When I posted these photos on Facebook the other day, with the caption “Culebrillas Lake at 4000 meters,” I meant to add “breathless,” which is how Michael and I felt hiking around this spectacular landscape earlier this week with our friend, Lynn.
It always takes us awhile to adapt to the altitude here (Cañar is at 3,100 mts. or 10,170 feet), but we normally wouldn’t attempt 4000 meters (13,123 feet) within ten days of arriving. However, the road to Lake Culebrillas is notoriously bad, and only during the dry season can a four-wheel-drive vehicle safely traverse the two hours of pot-holed, rocky, rugged, heart-stopping-drops, landslide-vulnerable track called a road. For days, we’d been watching the clear views of the high mountains from our north windows, the same you see at the top of this blog. The lake lies behind the highest ridge, in an intermontane valley, and is the site of the myth of origin of the Cañari people. When we called Lynn to suggest that we take the opportunity of good weather for a day trip, she agreed, driving up from Cuenca with her dog, Ariel, to spend the night so we could get an early start.

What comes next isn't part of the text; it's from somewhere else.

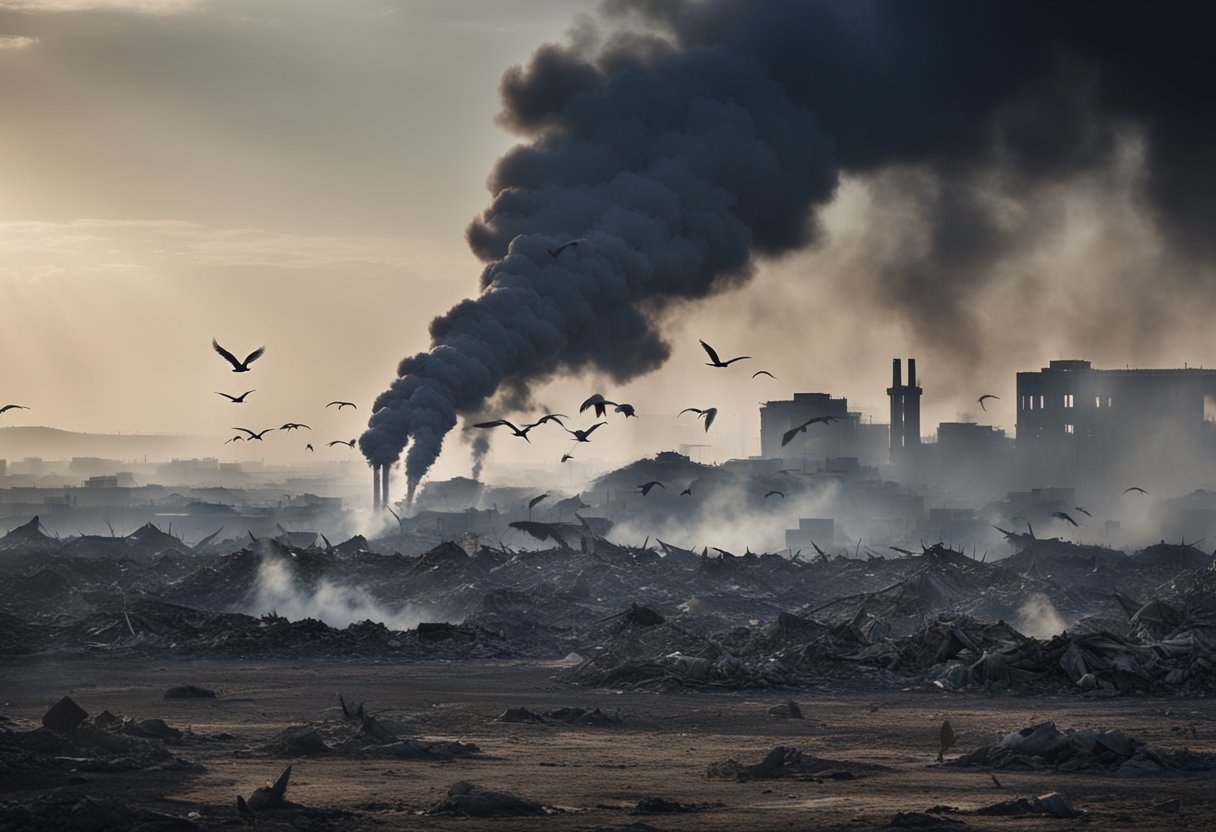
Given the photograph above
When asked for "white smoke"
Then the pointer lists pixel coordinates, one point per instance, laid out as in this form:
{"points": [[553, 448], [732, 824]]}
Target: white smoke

Michael and I haven’t been to this lake for years, but it played a part in our very earliest years here, when we organized an overnight camping trip with our first Cañari friends, my photography students and their spouses and siblings. We were a group of about ten. The truck we hired couldn’t make it all the way, so we ended up walking overland. The Cañaris (with their big lungs and oxygenated hearts) leaping over the páramo grass while carrying a large tarp, pots, food, our packs (mine with a heavy Hasselblad camera and gear) and even a bass drum, while Michael and I, carrying nothing, were on our knees every few yards, gasping to catch our breath. We slept by the lake, under the tarp, where our friends built a fire while playing music long into the night. The next morning, a bit sick from carbon monoxide, we walked around the lake and Michael and the boys tried their luck fishing.
It was a wonderful time – a significant moment then and an evocative one now. Antonio, one of my students, died last year, and his wife Edelina, died ten years ago, and the little girl in the photo below now works in a nail salon in New Jersey. Another couple is separated, and a young woman, unmarried but hopeful at the time, is now a “migrant widow” – one of many Cañari women left in marital limbo here, raising children, while their immigrant husbands in the U.S. make new lives, some with new families.
The bottom right photo is the only one I could find in my digital files from that original trip to Lake Culebrillas – the boys looking for fish with Michael’s net – although the other images were taken around the same year, 1992.